Obamacare Could Ban Abortion

Written by David Frum on Monday November 9, 2009

As part of the deal-making to pass healthcare, conservative Democrats joined House Republicans in passing the anti-abortion Stupak amendment. This will almost certainly mean no abortion coverage in the insurance policies more and more women will have to buy.

As part of the deal-making to pass healthcare, conservative Democrats joined House Republicans in passing the anti-abortion Stupak amendment.

The amendment would forbid the coverage of abortion by any insurance policy sold through a health exchange.

Supporters of the pro-life cause argue that the Stupak amendment maintains the status quo. Since 1977, federal law has prohibited the use of any federal money to procure an abortion. Since the health exchanges will benefit from federal subsidies, the pro-lifers argue, the 1977 policy should apply to them as well.
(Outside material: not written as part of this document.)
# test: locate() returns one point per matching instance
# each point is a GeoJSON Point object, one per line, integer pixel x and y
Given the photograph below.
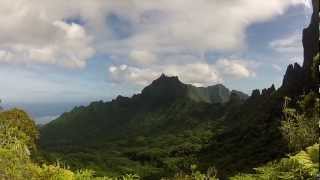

But until now, relatively few women of childbearing age have had the benefit of federal funding. Poor women on Medicaid, under-18 girls on S-Chip, military women, and women who use the Indian Health Service were affected. But most women of childbearing age are enrolled in private coverage, and private plans almost always cover medically necessary abortions.

If the House bill or something like it becomes law, more women will shift into policies sold via exchanges. At first only a few women will purchase policies there, but over time, more and more. These exchanges mingle public and private dollars on complex sliding scales of subsidy. That almost certainly will mean no abortion coverage for any exchange-sold policy, whether the individual purchaser herself receives a subsidy or not.

More government = less choice, in every sense of that word "choice."